Mereka berdua terus berbicara, sambil tertawa saat mereka mendiskusikan foto-foto itu,
dan aku dengan tenang duduk di antara mereka, perlahan meneguk tehku. Meski Juumonji
yang mengundangku untuk duduk bersama mereka, aku benar-benar berada di tempat yang
salah. Dengan kata lain, aku sangat ingin keluar, meski tenggorokan keringku sangat
menghargai tehnya.

Aku mencoba menunggu jeda pembicaraan yang bisa aku gunakan untuk mengucapkan
selamat tinggal, tapi hampir tidak mungkin ditemukan. Saat aku melakukan ini, aku sampai
di bagian bawah cangkirku. Kurasa ini jelas pertanda bahwa aku harus pergi, tapi saat
memikirkan ini, Juumonji tiba-tiba melihat jam.

"Ini udah sesore ini? Kau mungkin harus segera pulang, Eru."

Chitanda tersenyum. "Ya, Aku tahu. Sudahkah kau menyelesaikan tugasmu?"


"Oh," Kata Juumonji sambil membeku. "Ah! Aku akan melakukannya tapi melihat Oreki-kun
dan jadi terhambat."

Aku tidak yakin apa yang mereka bicarakan, tapi sepertinya itu salahku. Alis Juumonji sedikit
berkerut, dan dia menundukkan kepalanya.

"Aku benar-benar minta maaf. Aku ingin tahu apakah aku masih bisa melakukannya..."

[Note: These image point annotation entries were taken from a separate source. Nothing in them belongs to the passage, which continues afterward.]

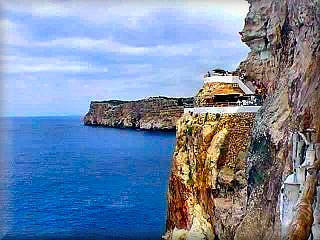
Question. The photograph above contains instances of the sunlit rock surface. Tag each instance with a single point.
(284, 64)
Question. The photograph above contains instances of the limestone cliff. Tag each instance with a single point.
(154, 113)
(238, 197)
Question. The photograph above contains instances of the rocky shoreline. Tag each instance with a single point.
(154, 113)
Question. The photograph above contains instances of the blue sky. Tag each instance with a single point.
(57, 56)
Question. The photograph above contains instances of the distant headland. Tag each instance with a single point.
(153, 113)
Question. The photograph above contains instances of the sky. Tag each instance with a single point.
(57, 56)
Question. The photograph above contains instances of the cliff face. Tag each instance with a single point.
(156, 113)
(240, 199)
(284, 37)
(208, 180)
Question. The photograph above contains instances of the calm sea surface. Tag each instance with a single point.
(64, 180)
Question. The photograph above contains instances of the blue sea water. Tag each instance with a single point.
(64, 180)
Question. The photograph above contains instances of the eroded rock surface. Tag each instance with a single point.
(284, 65)
(208, 184)
(155, 113)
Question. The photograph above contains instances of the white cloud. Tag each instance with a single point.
(130, 12)
(20, 64)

" Apa yang terjadi?" Tanyaku.

Untuk itu, Chitanda menjawab, "Hari ini, aku berencana menunjukkan Kaho-san foto-foto ini
dan kemudian membantunya setelahnya."

Juumonji menjelaskan sisanya. "Aku juga disuruh oleh keluargaku untuk berbelanja, aku
keluar karena tidak ada banyak waktu tersisa, tapi kemudian aku terkejut saat melihatmu
dan akhirnya melupakannya."

Dia terkejut? Tidak ada satu ons pun yang terlihat di wajahnya.

"Kalau begitu, aku akan mengurus persiapannya," kata Chitanda. "Kau pergilah duluan,
Kaho-san."

"Kau yakin?"

"Ya. Ini bukan pertama kalinya aku melakukannya."

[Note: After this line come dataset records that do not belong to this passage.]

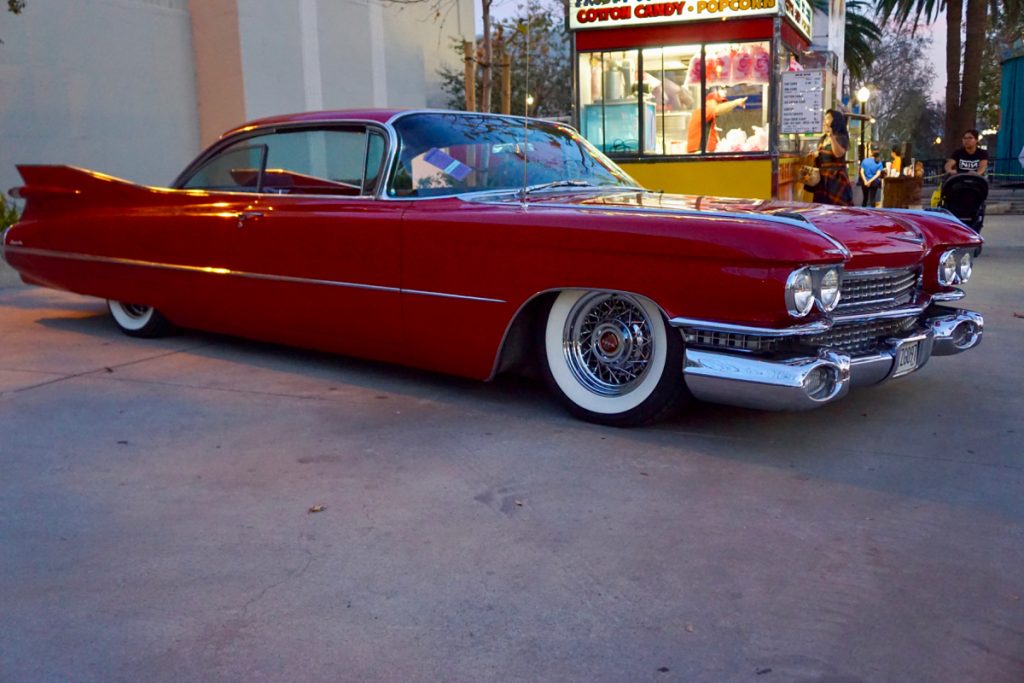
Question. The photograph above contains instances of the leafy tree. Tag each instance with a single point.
(905, 113)
(8, 214)
(15, 7)
(550, 68)
(860, 36)
(963, 88)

"Kau penyelamat." Saat Juumonji mengatakan itu, Dia memejamkan matanya dan
meletakkan kedua tangannya untuk berdoa ke arah Chitanda. "Namu."

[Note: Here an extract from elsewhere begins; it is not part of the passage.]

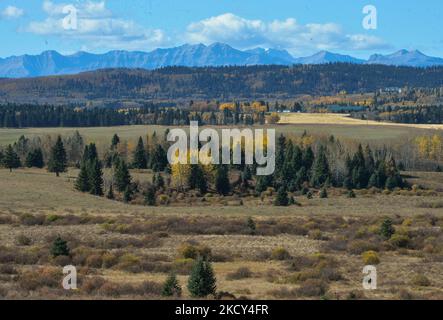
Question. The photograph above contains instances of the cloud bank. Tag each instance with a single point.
(98, 27)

[T/N : Sejenis “Aamiin” tapi ini gaya agama Buddha]

"Itu Buddha, bukan?" Kataku sebelum menyadarinya. Juumonji membuka matanya.

"Ini adalah prinsip yang melampaui batas-batas agama. Padahal, apa yang akan kau lakukan
sekarang, Oreki-kun? Aku tidak keberatan jika kau tetap di sini."

"Tidak, aku pikir aku akan pamit. Terima kasih untuk tehnya."

"Sungguh? Sama-sama."

Saat aku hendak berdiri, tiba-tiba aku memikirkan sesuatu.

"Ngomong-ngomong, apa yang akan kau bantu?"

Chitanda memberi isyarat dengan kedua tangan seakan melakukan semacam tarian.
"Bersih-bersih!"

Kurasa dia menirukan gerakan menyapu. Juumonji menambah hal itu.

"Kami punya sebuah miniatur kuil yang didedikasikan untuk Inari. Walaupun, itu tidak
benar-benar harus dibersihkan hari ini."

"Tidak apa. Lagipula aku berniat datang ke sini untuk melakukannya hari ini."

Jadi intinya, satu orang akan melakukan pekerjaan bersih-bersih dua orang ... Aju berharap
aku tidak pernah mendengarnya.

Karena aku mendengar, tak ada yang bisa mengatasinya. Aku hanya punya satu pilihan.

"Aku akan membantu."

Awalnya kaget, Chitanda langsung mengatakan bahwa aku tidak perlu melakukannya.
Setelah itu, akan tetapi, dia tidak menolak tawaranku lebih jauh.